Transport of Inertial Particles in Turbulent Mixed Convection using Eulerian-Lagrangian DNS

The significant role of fluid turbulence in channel flows in the transport of inertial particles has been extensively documented in numerical and experimental literature. The generation of turbulence in a channel flow through wall shear can been characterized by the shear Reynolds number Re_τ. In case of mixed convection systems, this turbulent production includes a significant contribution from turbulent convection due to an unstable stratification in the domain. Hence, if a specific Re_τ is achieved in a pure Poiseuille flow for a bulk Reynolds number Re_bulk, the same Re_τ can be achieved in a mixed convection flow for a significantly lower Re_bulk, given the system has sufficiently strong buoyancy (i.e., sufficiently large bulk Richardson number Ri). It is also known that mixed convection flows modulate streamwise perturbations into convective rolls orthogonal to mean flow, thus changing the nature of generated turbulence. Thus, an equal Re_τ does not guarantee an equivalent turbulent transport of inertial particles, if the flows are in different mixed convection regimes.

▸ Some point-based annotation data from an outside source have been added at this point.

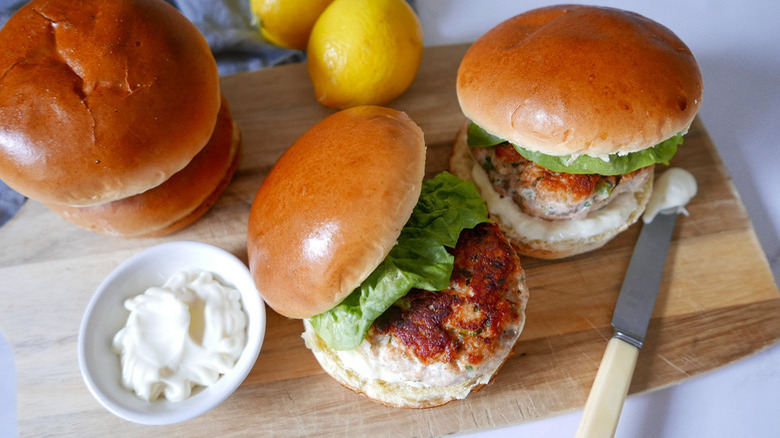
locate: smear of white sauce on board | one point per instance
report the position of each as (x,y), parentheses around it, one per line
(672,191)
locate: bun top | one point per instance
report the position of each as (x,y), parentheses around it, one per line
(580,80)
(333,206)
(101,100)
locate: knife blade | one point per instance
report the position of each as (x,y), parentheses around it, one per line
(630,321)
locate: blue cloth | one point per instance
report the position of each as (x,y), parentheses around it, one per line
(232,33)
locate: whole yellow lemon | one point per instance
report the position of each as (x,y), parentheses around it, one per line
(288,23)
(364,52)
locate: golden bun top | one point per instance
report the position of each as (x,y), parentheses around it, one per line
(101,100)
(333,206)
(580,80)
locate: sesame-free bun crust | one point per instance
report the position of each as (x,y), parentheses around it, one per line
(332,207)
(174,204)
(101,100)
(580,80)
(462,164)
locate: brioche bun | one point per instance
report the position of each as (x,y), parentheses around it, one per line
(580,80)
(332,207)
(561,240)
(408,394)
(177,202)
(102,100)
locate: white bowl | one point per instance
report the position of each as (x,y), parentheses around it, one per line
(105,315)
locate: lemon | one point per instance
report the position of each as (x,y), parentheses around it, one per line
(364,52)
(288,23)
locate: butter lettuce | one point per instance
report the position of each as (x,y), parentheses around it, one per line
(447,206)
(616,165)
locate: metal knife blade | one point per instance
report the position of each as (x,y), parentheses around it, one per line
(640,286)
(630,319)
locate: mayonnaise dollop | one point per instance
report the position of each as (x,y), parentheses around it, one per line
(672,191)
(183,334)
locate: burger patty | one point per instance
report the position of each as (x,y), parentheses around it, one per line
(446,337)
(552,195)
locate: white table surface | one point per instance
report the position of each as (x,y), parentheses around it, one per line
(736,44)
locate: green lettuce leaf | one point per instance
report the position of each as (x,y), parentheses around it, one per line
(617,164)
(447,206)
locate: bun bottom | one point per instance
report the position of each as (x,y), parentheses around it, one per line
(174,204)
(398,394)
(562,244)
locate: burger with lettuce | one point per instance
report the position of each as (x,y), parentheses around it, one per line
(409,294)
(570,108)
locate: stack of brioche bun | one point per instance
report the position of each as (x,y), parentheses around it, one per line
(111,115)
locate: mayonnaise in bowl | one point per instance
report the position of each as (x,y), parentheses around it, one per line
(106,315)
(180,335)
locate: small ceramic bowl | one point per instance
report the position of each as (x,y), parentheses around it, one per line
(105,315)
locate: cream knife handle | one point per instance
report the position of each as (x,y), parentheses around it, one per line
(605,401)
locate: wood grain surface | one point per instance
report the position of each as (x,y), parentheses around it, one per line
(718,301)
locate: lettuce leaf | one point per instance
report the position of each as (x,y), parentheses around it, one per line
(447,206)
(617,164)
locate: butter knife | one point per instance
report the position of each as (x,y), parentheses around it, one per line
(629,320)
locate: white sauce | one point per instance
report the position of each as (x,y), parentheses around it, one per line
(184,334)
(595,223)
(672,191)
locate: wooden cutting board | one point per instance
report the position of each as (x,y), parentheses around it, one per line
(718,301)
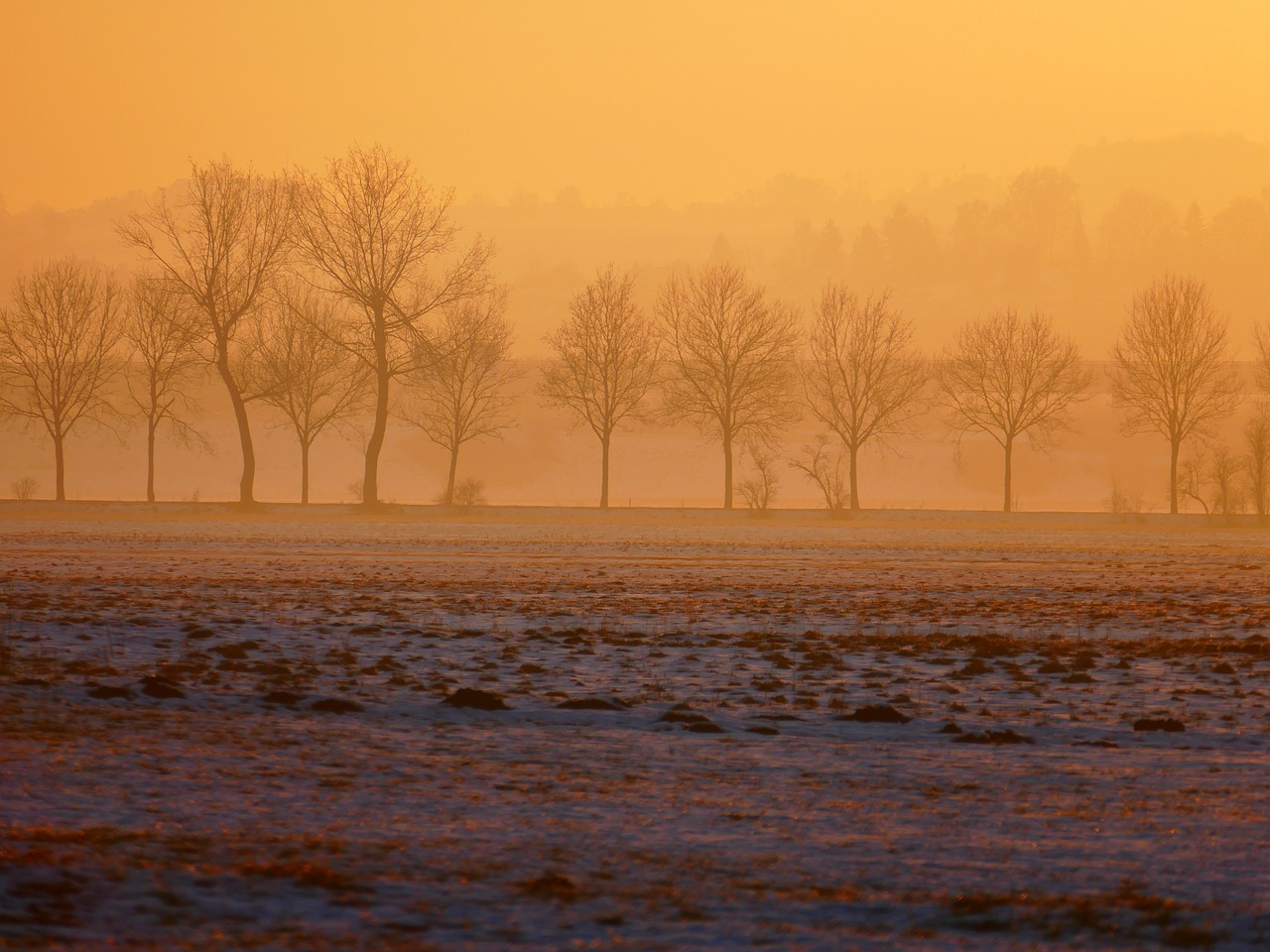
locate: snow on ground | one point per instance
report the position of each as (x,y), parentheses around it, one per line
(169,777)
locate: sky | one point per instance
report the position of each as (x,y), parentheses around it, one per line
(639,102)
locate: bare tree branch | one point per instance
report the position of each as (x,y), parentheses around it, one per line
(606,362)
(300,367)
(1008,377)
(731,356)
(163,331)
(865,379)
(55,352)
(1173,372)
(221,243)
(461,391)
(371,230)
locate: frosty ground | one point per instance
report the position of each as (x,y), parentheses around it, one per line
(230,731)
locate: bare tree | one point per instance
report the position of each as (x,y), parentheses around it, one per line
(865,380)
(164,338)
(760,489)
(221,243)
(55,352)
(1256,460)
(1173,372)
(1209,476)
(1011,377)
(604,362)
(731,356)
(300,366)
(1262,334)
(461,390)
(825,470)
(371,229)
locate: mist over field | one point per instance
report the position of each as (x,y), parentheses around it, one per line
(634,476)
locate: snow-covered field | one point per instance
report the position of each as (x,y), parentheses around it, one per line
(720,733)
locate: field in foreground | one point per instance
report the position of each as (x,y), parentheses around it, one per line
(232,734)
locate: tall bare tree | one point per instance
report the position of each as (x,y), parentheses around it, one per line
(164,335)
(373,230)
(825,468)
(604,362)
(1011,377)
(55,352)
(1171,367)
(221,241)
(731,358)
(1262,333)
(1256,460)
(461,388)
(302,367)
(865,380)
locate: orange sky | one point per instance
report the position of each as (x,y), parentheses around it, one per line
(679,102)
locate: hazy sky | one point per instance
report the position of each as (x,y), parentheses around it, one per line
(676,100)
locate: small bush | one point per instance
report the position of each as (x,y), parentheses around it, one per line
(468,493)
(24,488)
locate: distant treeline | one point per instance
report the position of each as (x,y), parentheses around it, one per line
(348,295)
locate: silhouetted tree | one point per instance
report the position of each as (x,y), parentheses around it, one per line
(1011,377)
(604,362)
(1209,476)
(731,356)
(461,388)
(758,490)
(300,366)
(372,230)
(221,241)
(55,350)
(1256,460)
(163,334)
(865,380)
(1171,371)
(825,470)
(1262,334)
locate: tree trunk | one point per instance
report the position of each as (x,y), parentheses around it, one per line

Hence, understanding the interaction of particles with these non-trivial coherent structures is vital in correctly predicting the dispersion and deposition of particles. In this work, we conduct DNS of mixed convection flows for Richardson numbers Ri = 0,0.1,10, at different Rebulk values that result in the same Re_τ ≈ 850 for all three cases. Inertial particles with Stokes numbers ranging from O(0.1) to O(10) are then added to quantify the resulting clustering and deposition patterns. The corresponding turbulence statistics and turbulent heat fluxes explain the resulting trends in particle deposition and near-wall clustering observed across the shear-dominated (Ri=0) to convection-dominated (Ri=10) regimes.